Пыхтящий от негодования Андрей принёс мне кипу газет, и отложил несколько из них рядом с основной кипой.
– Что-то любопытное, Андрей Ефимович?
– Очень синхронный залп в Вашу сторону, Пётр Николаевич.
– И кто на этот раз взял на себя функцию картечи?
– Граф Лев Николаевич Толстой.
– Знаю такого, как же не знать. Читал без удовольствия, но талант отрицать нельзя. Большая статья?
– Огромная, но важнейшее я очертил красным маркером.
Да-да! Маркеры, как и фломастеры давно запущены в производство и уже принесли в казну что-то около четырёх миллионов рублей. Так, что за газеты? Ага, «Русское слово», «Русские ведомости», «Телеграф», «Таймс», «Вся Москва», «Монд» и ещё десяток. Ага, статья одна во всех. Действительно, синхронный залп. Читаю только отмеченное, поскольку Толстой – писатель на любителя, как и Проханов в том, моём будущем.
Ладно, читаем:
«Что же касается самодержавия, то оно точно так же если и было свойственно русскому народу, когда народ этот еще верил, что царь – непогрешимый земной бог и сам один управляет народом, то далеко уже несвойственно ему теперь, когда все знают или, как только немного образовываются, узнают – во-первых, то, что хороший царь есть только «un heureux hasard», a что цари могут быть и бывали и изверги и безумцы, как Иоанн IV или Павел, а во-вторых, то, что, какой бы он ни был хороший, никак не может управлять сам 130-миллионным народом, а управляют народом приближенные царя, заботящиеся больше всего о своем положении, а не о благе народа…
Самодержавие есть форма правления отжившая, могущая соответствовать требованиям народа где-нибудь в центральной Африке, отделенной от всего мира, но не требованиям русского народа, который все более и более просвещается общим всему миру просвещением.
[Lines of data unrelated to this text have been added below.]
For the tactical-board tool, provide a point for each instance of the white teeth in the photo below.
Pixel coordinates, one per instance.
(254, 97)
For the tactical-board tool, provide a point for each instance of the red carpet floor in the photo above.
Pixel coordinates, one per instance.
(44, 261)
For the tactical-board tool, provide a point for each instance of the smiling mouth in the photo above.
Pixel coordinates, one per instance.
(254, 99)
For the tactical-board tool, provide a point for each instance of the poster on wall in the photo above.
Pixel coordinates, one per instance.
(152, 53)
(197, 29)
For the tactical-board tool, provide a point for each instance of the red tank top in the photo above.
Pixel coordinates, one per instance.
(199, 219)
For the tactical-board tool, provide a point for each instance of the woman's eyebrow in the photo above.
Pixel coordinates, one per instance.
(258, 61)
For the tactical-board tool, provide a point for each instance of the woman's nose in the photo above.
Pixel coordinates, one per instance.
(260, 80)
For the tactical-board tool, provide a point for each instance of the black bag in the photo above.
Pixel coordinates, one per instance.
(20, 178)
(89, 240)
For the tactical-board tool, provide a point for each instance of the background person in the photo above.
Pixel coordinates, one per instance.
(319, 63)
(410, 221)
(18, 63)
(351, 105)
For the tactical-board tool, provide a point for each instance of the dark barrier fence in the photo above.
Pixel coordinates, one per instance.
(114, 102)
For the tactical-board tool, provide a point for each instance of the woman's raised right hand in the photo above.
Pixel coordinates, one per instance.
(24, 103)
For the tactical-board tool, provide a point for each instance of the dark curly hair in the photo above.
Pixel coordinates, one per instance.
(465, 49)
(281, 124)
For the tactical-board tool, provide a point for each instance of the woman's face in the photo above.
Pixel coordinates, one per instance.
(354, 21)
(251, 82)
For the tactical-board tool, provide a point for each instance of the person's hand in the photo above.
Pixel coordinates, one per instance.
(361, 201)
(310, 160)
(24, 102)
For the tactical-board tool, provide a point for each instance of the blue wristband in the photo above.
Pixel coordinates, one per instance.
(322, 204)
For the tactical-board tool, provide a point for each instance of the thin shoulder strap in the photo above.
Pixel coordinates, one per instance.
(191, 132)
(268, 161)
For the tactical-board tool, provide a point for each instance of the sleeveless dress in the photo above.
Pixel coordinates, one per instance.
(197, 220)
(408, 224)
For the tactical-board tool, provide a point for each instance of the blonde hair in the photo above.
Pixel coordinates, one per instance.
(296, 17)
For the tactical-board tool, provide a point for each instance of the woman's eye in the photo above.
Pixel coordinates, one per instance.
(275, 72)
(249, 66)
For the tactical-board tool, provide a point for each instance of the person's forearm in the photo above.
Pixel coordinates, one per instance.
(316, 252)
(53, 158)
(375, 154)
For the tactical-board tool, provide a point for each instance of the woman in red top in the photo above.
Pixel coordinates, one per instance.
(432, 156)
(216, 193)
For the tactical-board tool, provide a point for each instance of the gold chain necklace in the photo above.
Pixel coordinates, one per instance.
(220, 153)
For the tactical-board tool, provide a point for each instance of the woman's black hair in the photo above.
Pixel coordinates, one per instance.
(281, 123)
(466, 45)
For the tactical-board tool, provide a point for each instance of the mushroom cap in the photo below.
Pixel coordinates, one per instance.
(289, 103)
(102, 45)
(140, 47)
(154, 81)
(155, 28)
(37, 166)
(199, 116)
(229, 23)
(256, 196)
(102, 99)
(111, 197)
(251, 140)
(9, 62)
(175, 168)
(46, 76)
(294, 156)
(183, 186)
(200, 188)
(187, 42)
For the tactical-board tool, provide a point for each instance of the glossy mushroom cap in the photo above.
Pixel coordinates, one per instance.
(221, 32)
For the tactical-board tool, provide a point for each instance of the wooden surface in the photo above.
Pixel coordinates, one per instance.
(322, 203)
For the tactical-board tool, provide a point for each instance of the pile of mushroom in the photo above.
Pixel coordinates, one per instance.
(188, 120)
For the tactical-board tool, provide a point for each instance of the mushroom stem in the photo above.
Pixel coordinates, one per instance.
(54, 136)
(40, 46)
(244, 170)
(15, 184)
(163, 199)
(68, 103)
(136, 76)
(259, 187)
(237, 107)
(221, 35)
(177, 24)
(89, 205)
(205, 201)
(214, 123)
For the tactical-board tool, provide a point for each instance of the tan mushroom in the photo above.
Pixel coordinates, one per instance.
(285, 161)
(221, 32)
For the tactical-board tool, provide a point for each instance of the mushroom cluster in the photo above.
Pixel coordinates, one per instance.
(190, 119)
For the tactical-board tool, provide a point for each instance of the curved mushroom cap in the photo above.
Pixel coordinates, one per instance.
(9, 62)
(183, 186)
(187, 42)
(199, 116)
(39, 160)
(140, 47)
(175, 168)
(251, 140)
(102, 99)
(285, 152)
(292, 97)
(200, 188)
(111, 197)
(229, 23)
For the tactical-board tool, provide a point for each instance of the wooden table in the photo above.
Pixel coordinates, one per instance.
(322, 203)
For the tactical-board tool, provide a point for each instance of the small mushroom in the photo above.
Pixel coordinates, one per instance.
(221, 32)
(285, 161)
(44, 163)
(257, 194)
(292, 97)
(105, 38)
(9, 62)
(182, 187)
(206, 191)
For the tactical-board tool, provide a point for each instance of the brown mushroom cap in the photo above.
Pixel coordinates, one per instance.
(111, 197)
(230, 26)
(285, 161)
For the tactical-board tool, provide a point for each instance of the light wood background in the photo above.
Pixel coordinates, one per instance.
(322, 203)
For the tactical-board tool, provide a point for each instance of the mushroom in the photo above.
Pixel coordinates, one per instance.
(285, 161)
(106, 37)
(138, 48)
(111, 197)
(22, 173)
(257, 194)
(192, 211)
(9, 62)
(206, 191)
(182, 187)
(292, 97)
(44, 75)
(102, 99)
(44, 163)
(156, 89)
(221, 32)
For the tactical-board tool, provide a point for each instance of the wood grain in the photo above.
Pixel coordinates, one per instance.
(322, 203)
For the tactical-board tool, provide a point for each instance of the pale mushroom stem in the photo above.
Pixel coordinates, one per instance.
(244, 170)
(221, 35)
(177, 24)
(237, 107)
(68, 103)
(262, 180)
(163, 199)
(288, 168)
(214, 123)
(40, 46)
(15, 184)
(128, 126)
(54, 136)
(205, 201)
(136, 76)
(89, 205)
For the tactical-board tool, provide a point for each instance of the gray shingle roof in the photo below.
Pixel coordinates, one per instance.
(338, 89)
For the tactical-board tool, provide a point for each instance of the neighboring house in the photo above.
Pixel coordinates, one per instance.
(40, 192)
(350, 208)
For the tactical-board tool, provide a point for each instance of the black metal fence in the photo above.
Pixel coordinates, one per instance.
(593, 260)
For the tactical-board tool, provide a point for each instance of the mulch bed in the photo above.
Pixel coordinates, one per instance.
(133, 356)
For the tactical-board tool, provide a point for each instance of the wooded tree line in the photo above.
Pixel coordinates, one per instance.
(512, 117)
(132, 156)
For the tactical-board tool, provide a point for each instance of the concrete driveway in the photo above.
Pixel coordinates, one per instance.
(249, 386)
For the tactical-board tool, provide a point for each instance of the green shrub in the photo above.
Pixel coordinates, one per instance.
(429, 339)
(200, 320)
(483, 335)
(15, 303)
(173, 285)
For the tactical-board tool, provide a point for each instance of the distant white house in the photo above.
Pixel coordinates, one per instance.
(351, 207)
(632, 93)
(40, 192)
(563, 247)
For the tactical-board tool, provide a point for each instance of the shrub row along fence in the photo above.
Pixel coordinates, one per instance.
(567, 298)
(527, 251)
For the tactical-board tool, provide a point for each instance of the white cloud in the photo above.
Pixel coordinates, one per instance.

И потому поддерживать эту форму правления и связанное с нею православие можно только, как это и делается теперь, посредством всякого насилия: усиленной охраны, административных ссылок, казней, религиозных гонений, запрещения книг, газет, извращения воспитания и вообще всякого рода дурных и жестоких дел.»
Ничего особенного, тупая либерастическая хрень, памятная мне с середины восьмидесятых двадцатого века. Впрочем, надо признать, что для конца девятнадцатого века весьма звучно.